Crews assessing the fire’s effects in the Tathra area found at least 69 homes destroyed and dozens more damaged, he said.
Work crews were trying to get affected services like water, sewage and telecommunications up and running again, Mr. Fitzsimmons said.
“The worst of the weather is behind us, but clearly the devastation, damage and destruction is what everyone’s seeking to grapple with now,” he said.
While conditions had eased since Sunday, 63 firefighters and three firefighting planes were still in the field trying to manage the blaze, Greg Allan, a spokesman for the Rural Fire Service, said Monday morning. At the height of the fire, at least 150 firefighters were involved in the effort. Asbestos exposure was a concern, he said.
“The firefighters will be using the better conditions today to have the fire contained as soon as possible,” Mr. Allan said.
Residents in areas deemed safe were being allowed to return to their homes on Monday. Earlier in the day, at an evacuation center in Bega, more than 500 people had been anxiously waiting for updates.
Speaking there, Kristy McBain, mayor of the Bega Valley Shire Council, commended fire and police crews, saying, “The evacuation was coordinated the best it could have been.”
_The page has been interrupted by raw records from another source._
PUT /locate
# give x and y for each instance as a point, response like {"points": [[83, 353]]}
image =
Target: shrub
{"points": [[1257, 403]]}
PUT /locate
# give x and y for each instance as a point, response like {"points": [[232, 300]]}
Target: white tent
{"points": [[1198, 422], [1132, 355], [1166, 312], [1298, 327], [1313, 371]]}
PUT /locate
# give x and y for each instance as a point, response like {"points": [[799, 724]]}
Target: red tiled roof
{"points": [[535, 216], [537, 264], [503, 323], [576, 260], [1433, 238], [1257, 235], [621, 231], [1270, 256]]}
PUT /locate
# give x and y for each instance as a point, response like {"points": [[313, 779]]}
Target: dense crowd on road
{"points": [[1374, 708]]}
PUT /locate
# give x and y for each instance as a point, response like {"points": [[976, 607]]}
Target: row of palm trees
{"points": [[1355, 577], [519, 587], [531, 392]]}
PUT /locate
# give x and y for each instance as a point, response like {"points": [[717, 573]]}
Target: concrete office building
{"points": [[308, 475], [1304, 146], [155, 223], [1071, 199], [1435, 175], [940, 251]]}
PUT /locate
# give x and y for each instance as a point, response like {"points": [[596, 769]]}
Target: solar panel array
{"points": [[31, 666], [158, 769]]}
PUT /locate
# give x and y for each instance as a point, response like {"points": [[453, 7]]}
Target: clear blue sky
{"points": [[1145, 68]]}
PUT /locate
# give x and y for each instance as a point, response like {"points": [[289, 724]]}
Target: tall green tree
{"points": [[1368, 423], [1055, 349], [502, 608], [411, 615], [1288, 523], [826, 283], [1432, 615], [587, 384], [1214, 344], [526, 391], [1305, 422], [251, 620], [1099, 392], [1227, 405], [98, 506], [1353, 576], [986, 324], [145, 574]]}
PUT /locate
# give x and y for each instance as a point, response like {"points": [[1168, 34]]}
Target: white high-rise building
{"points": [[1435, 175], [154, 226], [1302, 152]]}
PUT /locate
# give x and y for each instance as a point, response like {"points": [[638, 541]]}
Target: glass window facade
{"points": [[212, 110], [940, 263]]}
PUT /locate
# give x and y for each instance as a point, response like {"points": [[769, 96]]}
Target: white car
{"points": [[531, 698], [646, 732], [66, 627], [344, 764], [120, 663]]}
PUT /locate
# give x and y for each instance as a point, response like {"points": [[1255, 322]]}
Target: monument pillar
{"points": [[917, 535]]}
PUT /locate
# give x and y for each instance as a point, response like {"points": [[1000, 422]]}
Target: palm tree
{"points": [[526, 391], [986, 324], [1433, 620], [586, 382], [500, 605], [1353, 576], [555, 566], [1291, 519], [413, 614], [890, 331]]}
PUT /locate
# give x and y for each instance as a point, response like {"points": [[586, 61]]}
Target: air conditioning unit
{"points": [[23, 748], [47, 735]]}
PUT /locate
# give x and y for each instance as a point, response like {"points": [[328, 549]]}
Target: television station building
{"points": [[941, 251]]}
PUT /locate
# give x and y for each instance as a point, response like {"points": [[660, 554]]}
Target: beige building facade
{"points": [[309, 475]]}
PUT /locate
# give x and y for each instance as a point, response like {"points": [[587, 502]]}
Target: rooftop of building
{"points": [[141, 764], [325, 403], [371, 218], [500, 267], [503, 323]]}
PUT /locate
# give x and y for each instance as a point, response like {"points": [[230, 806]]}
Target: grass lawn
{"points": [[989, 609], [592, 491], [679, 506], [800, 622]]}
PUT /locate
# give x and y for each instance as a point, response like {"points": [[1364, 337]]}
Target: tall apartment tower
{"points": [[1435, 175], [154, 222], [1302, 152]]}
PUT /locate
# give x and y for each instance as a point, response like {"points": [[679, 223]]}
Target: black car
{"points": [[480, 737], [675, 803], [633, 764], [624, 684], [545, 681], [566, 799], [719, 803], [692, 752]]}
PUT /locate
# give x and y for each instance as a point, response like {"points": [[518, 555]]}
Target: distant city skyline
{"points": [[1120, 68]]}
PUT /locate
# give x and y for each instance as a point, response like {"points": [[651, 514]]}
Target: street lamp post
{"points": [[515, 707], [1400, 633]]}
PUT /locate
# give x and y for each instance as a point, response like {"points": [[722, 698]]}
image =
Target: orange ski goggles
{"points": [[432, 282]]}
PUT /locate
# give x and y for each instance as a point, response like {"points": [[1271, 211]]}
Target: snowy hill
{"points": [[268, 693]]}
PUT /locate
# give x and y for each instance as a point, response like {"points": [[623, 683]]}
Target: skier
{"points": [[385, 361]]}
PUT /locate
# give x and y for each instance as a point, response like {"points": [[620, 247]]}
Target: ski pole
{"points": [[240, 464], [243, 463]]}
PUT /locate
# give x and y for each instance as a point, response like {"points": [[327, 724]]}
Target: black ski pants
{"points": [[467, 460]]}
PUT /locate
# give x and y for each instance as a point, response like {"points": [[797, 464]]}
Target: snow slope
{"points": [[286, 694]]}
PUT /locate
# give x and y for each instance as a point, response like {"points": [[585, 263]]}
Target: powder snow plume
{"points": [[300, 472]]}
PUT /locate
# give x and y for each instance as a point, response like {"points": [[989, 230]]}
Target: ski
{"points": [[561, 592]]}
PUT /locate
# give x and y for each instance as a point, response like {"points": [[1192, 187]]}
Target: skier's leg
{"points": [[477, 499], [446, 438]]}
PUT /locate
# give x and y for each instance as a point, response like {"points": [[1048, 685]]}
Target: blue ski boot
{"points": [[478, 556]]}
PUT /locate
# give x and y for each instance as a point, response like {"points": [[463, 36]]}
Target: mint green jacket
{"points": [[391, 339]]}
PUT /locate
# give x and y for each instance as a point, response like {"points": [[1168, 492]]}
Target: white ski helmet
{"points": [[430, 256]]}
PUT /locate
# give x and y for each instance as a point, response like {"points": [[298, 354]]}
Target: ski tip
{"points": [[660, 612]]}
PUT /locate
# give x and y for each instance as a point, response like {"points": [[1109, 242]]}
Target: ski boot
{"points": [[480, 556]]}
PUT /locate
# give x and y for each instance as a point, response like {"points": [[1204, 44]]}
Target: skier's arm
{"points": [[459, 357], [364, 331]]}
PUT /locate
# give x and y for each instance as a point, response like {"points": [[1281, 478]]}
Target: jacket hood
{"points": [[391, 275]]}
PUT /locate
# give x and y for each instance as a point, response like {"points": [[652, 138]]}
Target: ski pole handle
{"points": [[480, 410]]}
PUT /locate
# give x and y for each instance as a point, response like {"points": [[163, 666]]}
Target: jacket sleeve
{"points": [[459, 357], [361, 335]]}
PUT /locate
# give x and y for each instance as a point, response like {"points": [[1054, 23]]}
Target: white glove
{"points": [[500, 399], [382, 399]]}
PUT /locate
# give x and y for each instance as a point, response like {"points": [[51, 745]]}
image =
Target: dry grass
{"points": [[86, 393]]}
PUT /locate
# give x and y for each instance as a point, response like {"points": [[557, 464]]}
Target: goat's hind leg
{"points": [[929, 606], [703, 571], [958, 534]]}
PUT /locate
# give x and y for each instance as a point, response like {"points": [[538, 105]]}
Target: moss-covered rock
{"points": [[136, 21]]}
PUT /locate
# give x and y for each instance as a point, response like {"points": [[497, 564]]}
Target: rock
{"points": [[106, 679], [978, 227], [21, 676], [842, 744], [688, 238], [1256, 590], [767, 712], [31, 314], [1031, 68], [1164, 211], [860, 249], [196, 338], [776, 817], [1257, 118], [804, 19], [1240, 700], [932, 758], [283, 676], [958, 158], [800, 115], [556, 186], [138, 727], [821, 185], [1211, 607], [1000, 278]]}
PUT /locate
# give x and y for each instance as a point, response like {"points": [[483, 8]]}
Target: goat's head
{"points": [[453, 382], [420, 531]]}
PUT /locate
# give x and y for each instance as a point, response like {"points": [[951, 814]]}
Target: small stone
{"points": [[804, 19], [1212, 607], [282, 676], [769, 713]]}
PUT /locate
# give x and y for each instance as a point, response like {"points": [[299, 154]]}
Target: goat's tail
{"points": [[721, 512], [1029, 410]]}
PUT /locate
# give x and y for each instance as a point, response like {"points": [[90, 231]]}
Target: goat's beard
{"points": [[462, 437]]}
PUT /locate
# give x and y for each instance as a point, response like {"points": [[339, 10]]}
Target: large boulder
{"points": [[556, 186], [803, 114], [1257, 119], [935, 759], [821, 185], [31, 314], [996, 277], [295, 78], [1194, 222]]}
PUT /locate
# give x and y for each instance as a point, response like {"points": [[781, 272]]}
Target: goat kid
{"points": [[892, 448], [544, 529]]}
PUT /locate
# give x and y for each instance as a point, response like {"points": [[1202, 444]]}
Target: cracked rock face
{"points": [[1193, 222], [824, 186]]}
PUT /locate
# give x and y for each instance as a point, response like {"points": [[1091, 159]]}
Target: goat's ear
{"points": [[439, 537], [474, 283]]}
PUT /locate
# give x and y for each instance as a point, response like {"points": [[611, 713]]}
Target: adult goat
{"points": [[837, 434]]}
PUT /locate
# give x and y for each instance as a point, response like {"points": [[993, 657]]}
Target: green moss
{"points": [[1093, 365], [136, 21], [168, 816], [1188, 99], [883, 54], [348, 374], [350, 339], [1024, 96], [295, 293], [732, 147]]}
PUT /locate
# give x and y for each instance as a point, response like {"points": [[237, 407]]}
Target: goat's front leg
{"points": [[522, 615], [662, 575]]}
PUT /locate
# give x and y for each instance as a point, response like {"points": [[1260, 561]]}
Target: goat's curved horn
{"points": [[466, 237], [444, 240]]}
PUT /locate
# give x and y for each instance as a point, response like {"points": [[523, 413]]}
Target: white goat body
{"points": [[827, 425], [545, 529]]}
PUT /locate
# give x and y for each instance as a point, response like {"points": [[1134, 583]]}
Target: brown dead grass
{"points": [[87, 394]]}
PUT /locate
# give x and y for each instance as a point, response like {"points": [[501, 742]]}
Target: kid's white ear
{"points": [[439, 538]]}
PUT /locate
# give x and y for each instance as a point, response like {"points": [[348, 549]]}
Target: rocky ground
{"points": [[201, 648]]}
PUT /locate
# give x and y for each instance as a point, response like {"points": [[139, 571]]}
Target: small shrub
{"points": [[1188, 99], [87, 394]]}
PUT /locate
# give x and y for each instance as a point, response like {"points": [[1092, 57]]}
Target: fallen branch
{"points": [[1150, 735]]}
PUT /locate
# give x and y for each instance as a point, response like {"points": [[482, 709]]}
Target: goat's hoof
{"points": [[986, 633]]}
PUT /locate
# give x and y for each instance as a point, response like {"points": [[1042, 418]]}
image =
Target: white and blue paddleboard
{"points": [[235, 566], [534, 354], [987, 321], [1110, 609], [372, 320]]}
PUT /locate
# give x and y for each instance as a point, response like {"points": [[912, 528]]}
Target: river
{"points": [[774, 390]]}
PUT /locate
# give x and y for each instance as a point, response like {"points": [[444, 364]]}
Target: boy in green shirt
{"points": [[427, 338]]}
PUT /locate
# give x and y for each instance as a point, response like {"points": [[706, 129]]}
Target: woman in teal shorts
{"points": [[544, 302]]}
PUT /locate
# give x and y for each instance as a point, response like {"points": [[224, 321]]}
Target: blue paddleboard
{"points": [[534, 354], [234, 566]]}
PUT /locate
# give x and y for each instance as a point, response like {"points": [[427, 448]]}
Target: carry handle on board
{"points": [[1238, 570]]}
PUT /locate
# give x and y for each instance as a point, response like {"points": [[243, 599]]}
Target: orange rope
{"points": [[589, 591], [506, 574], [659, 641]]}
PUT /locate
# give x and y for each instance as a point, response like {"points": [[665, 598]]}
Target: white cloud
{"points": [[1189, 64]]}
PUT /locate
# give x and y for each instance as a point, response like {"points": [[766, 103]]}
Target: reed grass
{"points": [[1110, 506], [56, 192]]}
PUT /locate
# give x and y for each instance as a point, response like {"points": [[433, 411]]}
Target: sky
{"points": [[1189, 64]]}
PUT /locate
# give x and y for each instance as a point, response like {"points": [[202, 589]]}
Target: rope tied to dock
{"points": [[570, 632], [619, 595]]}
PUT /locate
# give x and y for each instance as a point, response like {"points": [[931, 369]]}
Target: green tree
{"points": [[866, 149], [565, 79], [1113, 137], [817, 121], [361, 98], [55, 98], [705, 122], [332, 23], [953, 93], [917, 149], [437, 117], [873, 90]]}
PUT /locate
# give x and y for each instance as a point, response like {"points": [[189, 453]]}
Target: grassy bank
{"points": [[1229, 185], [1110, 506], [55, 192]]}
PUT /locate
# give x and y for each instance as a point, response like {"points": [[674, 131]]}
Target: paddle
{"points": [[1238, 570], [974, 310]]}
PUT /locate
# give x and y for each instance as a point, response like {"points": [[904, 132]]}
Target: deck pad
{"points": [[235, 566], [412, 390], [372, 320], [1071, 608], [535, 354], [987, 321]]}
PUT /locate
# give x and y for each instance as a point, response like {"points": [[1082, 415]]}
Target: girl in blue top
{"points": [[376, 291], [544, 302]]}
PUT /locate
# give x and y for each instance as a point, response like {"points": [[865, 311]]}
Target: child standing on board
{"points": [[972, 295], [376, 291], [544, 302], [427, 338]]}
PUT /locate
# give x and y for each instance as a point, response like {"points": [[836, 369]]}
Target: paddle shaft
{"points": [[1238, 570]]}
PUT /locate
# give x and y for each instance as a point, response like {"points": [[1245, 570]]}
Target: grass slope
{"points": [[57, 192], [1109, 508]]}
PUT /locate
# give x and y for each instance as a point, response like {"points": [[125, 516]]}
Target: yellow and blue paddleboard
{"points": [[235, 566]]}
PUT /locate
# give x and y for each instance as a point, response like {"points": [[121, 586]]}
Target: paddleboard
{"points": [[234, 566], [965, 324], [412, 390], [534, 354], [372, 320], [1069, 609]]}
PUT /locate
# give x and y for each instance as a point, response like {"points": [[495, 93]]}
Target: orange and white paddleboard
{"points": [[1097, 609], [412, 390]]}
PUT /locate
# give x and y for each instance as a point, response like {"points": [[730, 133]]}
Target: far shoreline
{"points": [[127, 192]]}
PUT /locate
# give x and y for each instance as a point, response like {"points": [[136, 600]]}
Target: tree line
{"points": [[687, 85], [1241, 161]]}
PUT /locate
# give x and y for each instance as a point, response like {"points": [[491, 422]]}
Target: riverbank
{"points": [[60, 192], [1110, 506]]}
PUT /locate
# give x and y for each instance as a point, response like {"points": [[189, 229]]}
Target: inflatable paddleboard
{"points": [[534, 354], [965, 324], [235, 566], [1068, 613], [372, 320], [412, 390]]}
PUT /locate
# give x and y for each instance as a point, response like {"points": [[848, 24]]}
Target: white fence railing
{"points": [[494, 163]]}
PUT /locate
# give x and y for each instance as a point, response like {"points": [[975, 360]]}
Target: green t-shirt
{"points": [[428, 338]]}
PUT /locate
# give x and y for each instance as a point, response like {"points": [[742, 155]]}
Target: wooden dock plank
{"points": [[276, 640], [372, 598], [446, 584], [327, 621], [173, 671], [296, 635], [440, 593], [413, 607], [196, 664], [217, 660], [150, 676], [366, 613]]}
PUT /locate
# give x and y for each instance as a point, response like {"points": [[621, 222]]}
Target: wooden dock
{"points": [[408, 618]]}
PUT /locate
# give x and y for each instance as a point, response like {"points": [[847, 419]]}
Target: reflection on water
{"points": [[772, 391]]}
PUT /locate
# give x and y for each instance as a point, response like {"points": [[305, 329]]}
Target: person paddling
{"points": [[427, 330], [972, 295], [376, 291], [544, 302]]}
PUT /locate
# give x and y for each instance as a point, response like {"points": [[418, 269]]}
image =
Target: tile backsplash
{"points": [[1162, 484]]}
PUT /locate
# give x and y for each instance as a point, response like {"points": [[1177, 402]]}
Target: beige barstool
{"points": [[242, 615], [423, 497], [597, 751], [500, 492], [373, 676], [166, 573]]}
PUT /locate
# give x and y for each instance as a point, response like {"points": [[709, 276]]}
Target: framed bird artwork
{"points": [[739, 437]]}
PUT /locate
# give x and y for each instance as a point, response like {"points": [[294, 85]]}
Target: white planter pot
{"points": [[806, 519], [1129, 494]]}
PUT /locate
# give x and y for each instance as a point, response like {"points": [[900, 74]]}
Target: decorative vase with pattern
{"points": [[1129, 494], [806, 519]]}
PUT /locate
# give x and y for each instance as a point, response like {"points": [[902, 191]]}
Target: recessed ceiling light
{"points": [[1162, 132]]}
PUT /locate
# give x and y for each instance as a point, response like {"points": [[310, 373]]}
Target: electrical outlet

She said tightknit Tathra and Bega had already received hundreds of messages of support from people in surrounding communities offering help.
“I’m sure that we’ll come through this fine,” Ms. McBain said. “We’re a very resilient community.”
Still, for some of those affected, the damage seemed brutal.
“It was all gone within half an hour,” John Blankenstein told The Sydney Morning Herald as he looked at the scorched remains of his wife’s childhood home.
Other fires also raged in rural Victoria on Sunday, causing damage to at least 18 homes and 40 sheds and killing livestock in one of the season’s worst blazes.